Chocolate Chip Skillet Cookie
A reader emailed and asked if I had a Chocolate Chip Skillet Cookie and not only had I not posted one, I didn’t even have a recipe in my arsenal. I quickly set to work and after three attempts to get it just right, this one is a winner.
My brother, bless him, totally gets me. We can talk (and eat) food until the cows come home. He loves to cook, knows his way around a kitchen and is always happy to take the leftovers home whenever he comes over to my house. It’s a good thing because last week I was on a cooking and baking tear and had some serious food to unload. This was my third round of making this skillet cookie and as good as they were, I didn’t want them in my house anymore. My pants were getting tighter by the bite. I know I have a problem when I’m getting up in the middle of the night to go to the bathroom and instead go to the kitchen first just to get a nibble.
I’m not sure what I love more about these cookies. If it’s the fact that it’s one giant cookie or if I didn’t spend an entire afternoon tending to baking rounds of cookies. Which technically is the same point but still, these are too EASY! In 22 minutes (give or take a little) you’re pulling out a hot, gooey chocoalte-y mess. They are thick and chewy with a buttery, crispy edge. Of course, I sprinkled sea salt on top but that’s totally optional. I think all dessert should be salted because it’s just so right.
There’s something about baking in a cast iron that gets me too. The rustic quality of is is my preferred aesthetic and I love being able to plop dessert on the table without having to do anything else. Perhaps some ice cream to go with? Nothing fancy here but seriously the bomb. This is truly a one-pot dessert. (Or in my case, a meal, but not’s go there, ok?)
Happy hump day and go make a skillet cookie already. Your brother is waiting.Print
A chocolate chip skillet cooke recipe adjusted for high altitude.

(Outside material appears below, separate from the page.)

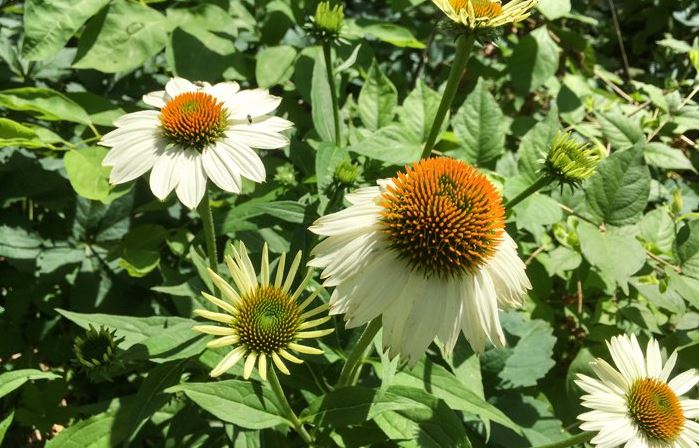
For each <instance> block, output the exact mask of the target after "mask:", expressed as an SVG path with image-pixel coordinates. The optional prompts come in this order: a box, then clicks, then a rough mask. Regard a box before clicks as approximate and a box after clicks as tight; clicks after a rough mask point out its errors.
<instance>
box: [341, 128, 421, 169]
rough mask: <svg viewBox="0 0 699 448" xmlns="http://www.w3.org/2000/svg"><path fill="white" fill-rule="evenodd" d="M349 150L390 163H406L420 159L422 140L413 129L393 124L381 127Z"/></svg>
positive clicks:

- 2 cups + 3 tablespoons all purpose flour
- 1/2 teaspoon salt
- 1 1/4 teaspoons baking powder
- 12 tablespoons butter, melted and cooled slightly
- 1 cup minus 1 tablespoon light brown sugar
- 1/2 cup minus 1 teaspoon granulated sugar
- 1 large egg
- 1 large egg yolk
- 1 tablespoon vanilla extract
- 1 1/4 cups semisweet chocolate chips
- 1 teaspoon sea salt
- Preheat the oven to 325F degrees.
- Butter a 10-inch cast iron pan.
- Mix the flour, salt, and baking powder together in medium bowl; set aside.
- Beat the melted butter and sugars together in a large bowl until well combined. Add the egg, egg yolk, and vanilla and mix well. Fold the dry ingredients into the egg mixture and mix just until combined; do not over mix. Stir in the chocolate chips.
- Spoon the cookie dough into the cast iron and spread it smooth with the spatula. Sprinkle with sea salt if using.
- Bake until the top of cookie is light golden brown and slightly firm to the touch about 25 minutes. Remove from oven and cool on a wire rack to room temperature. Cut cookie into wedges and serve.
This recipe has been adjusted for high altitude. If you don’t need to adjust:
decrease flour to 2 1/8 cup, increase brown sugar to 1 cup, and instead of baking powder, use 1/2 teaspoon baking soda. Enjoy!!